What they don't protect against:

  • A compromised engine. If the process producing audit records is controlled by an attacker, it simply never calls AuditLog.record(), or signs a fabricated result. Fathom cannot attest to its own integrity; that's the job of whatever loads the binary.
  • Private-key theft. Ed25519 is only as strong as the secrecy of the signing key. Key custody is out of scope.
  • Side channels. Nothing here prevents an observer from inferring decisions from timing, cache behaviour, or downstream effects.

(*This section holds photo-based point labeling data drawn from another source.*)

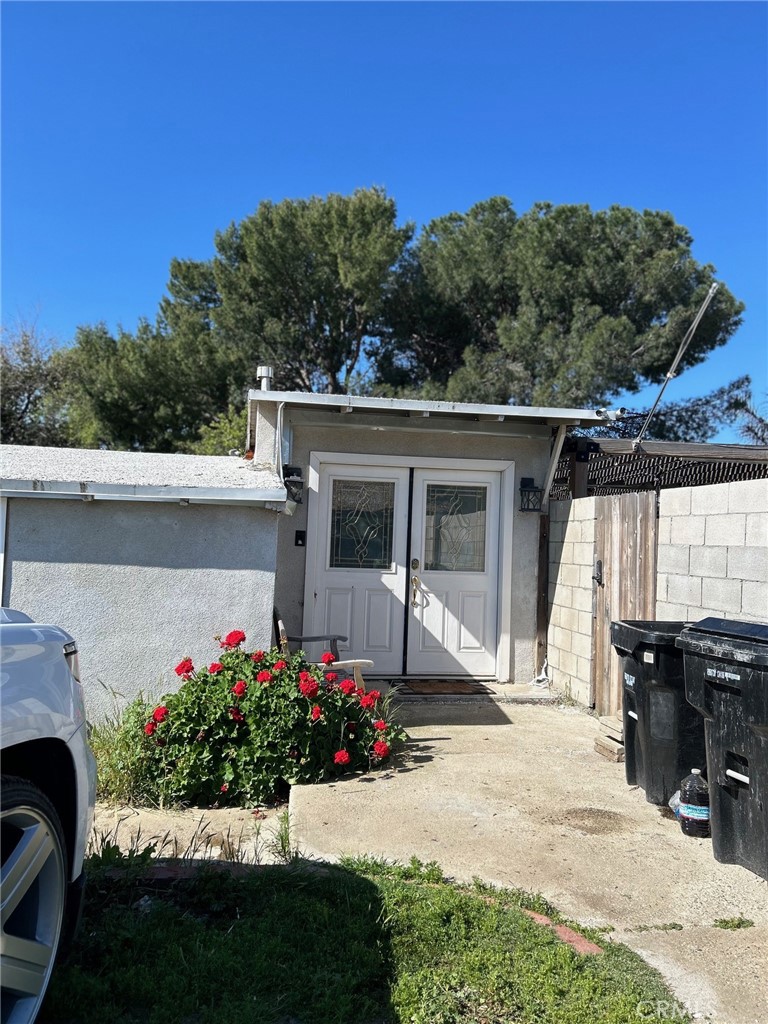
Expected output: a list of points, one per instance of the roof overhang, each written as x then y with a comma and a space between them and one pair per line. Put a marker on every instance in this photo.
402, 409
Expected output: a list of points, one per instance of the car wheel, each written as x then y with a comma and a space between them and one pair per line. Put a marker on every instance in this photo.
34, 894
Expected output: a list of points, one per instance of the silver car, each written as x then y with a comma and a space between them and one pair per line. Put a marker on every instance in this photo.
46, 806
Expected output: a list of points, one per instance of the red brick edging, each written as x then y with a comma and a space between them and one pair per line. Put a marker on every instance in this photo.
565, 934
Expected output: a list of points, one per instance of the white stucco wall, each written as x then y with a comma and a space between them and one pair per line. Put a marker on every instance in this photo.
571, 556
140, 585
530, 457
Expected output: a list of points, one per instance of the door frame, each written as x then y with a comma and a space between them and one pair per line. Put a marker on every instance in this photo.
506, 469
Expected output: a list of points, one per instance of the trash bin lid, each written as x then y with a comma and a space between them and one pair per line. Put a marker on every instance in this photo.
628, 634
728, 639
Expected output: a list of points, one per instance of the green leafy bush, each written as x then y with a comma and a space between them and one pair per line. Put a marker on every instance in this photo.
251, 721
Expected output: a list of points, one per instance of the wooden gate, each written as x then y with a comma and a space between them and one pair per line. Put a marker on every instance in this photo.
626, 566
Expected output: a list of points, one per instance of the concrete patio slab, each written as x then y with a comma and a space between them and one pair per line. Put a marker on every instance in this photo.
515, 795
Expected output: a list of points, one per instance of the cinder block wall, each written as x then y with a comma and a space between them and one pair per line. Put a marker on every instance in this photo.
713, 552
570, 590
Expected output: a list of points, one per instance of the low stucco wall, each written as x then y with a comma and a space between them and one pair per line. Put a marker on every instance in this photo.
139, 585
530, 457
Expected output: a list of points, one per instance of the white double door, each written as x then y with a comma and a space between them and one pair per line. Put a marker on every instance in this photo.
404, 561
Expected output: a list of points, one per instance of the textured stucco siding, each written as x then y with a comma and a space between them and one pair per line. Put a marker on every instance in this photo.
713, 552
140, 585
570, 596
530, 457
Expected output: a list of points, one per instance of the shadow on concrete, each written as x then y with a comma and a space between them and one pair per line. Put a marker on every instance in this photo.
439, 711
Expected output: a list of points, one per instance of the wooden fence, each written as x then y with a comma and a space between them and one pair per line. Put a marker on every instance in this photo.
626, 566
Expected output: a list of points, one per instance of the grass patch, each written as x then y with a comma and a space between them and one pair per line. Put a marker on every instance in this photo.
364, 942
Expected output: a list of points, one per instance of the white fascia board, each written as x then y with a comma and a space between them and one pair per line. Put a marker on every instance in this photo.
87, 491
350, 402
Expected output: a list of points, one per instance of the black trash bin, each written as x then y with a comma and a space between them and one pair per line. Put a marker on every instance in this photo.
664, 735
726, 677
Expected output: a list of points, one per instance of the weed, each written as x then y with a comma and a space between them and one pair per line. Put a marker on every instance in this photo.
734, 923
359, 942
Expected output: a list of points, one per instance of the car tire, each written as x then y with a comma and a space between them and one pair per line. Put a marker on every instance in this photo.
34, 896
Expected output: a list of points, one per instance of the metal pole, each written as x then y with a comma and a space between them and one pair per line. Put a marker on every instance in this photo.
676, 363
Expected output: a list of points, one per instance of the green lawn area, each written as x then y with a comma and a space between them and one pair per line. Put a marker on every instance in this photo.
361, 942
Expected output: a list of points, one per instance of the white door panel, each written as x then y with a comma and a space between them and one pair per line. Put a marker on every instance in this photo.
359, 561
360, 571
455, 540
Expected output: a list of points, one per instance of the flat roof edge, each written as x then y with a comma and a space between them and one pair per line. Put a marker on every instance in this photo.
363, 403
146, 493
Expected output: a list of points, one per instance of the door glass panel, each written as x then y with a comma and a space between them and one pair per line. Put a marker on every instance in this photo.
455, 528
361, 524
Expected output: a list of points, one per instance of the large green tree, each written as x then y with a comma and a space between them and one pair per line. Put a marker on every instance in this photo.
299, 285
562, 305
154, 389
32, 396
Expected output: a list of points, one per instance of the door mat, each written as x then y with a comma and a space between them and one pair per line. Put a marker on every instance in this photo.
440, 687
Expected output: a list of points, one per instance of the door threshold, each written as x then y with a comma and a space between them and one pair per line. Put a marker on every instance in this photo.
409, 686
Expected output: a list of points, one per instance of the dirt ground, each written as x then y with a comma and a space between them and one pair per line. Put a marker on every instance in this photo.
211, 834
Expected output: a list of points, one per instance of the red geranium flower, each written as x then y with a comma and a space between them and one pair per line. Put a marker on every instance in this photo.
184, 668
309, 688
233, 639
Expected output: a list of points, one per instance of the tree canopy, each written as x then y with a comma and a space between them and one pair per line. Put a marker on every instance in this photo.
561, 305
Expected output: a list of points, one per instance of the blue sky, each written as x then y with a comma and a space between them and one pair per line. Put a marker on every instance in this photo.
131, 132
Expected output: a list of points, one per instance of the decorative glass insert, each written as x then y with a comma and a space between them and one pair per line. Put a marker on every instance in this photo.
361, 524
455, 528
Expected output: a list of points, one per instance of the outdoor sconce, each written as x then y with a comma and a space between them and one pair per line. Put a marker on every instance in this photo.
530, 496
294, 481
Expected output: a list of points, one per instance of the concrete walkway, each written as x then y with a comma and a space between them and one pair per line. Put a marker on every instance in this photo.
515, 795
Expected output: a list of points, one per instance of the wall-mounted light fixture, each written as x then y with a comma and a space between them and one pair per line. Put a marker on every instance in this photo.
294, 481
530, 496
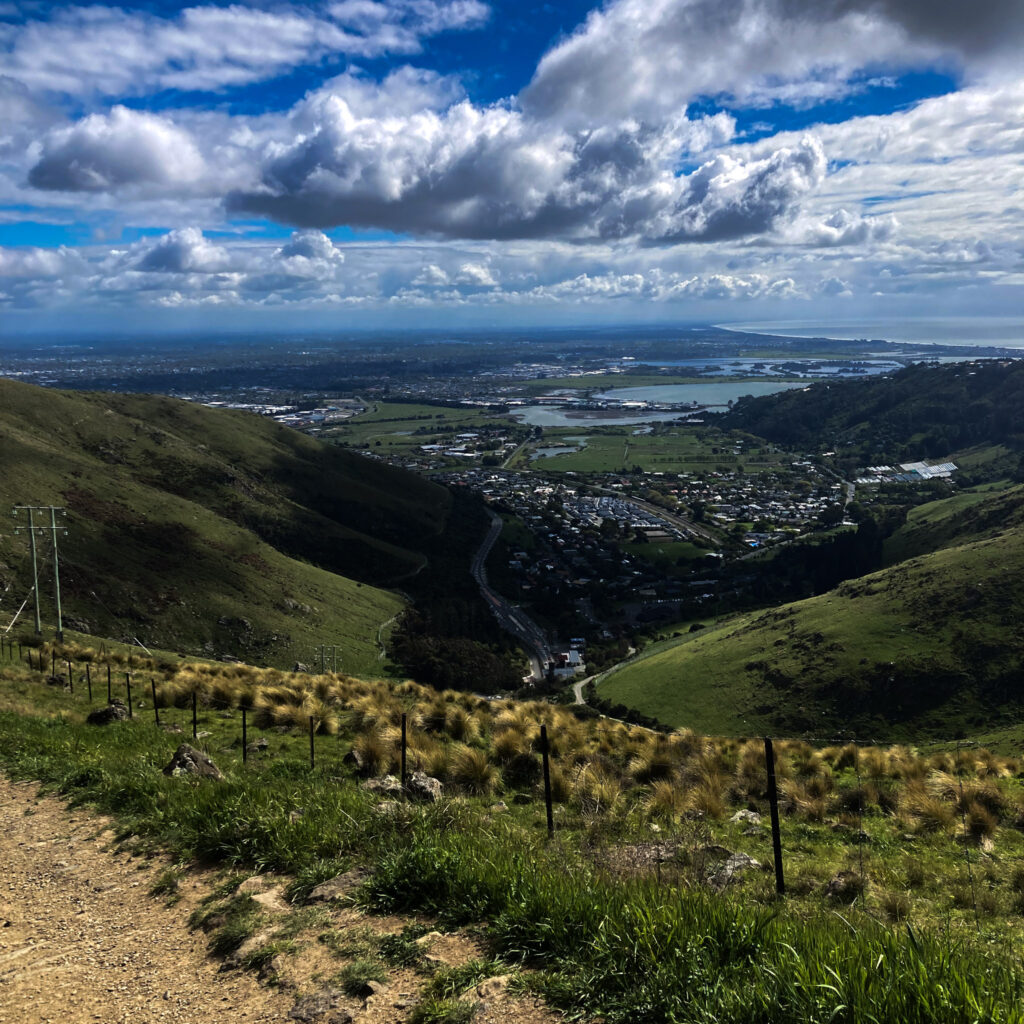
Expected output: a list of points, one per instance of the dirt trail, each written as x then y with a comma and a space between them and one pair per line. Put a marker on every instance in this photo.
81, 940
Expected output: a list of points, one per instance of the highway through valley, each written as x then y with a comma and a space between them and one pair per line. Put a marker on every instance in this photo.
511, 619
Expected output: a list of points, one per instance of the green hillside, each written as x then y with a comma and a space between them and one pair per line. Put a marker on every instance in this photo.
921, 412
932, 646
209, 530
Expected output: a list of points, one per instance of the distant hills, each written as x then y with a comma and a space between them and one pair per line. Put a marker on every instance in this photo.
922, 412
210, 530
930, 645
933, 645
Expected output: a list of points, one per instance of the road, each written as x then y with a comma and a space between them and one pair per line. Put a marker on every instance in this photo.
670, 517
511, 619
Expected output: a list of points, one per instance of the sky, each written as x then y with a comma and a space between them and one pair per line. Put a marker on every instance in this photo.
432, 163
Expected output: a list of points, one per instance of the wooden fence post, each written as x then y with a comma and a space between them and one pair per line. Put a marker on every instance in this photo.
776, 836
547, 780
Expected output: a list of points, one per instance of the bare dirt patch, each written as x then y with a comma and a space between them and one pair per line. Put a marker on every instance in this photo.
81, 940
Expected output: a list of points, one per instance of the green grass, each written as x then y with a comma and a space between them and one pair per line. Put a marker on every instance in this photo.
210, 530
925, 649
625, 946
672, 451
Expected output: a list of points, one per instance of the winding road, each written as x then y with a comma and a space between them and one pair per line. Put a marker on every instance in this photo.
511, 619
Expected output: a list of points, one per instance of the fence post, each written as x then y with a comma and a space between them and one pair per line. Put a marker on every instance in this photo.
402, 752
776, 836
547, 780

Declaring attestation on a rule

ThenBlock carries an attestation: bool field (src/fathom/models.py). It is compiled into the __fathom_decision fact's attestation slot — the TRUE/FALSE value is visible to anything reading the decision fact and surfaces through the audit log's decision chain. It is not a switch that turns JWT signing on or off: the engine decides whether to sign based on whether an attestation_service was passed to Engine(...), not on the flag in the rule. Think of the rule-level attestation field as declarative metadata — "this rule claims its decisions should be attested" — that downstream consumers (audit readers, policy linters) can act on.

How they fit together

Audit is the always-on local story: every evaluation gets one AuditRecord, written synchronously to whatever sink the engine was given. NullSink by default, FileSink for development, anything that satisfies the AuditSink protocol in production.

Attestation is the optional portable story: construct the engine with an AttestationService and each EvaluationResult comes back carrying an Ed25519-signed JWT. The token travels independently of the log; the log keeps the full context; together they give a downstream auditor everything they need.

See Runtime & Working Memory for the evaluation loop these records describe, and Writing Rules for the YAML-level attestation flag on a rule's then block.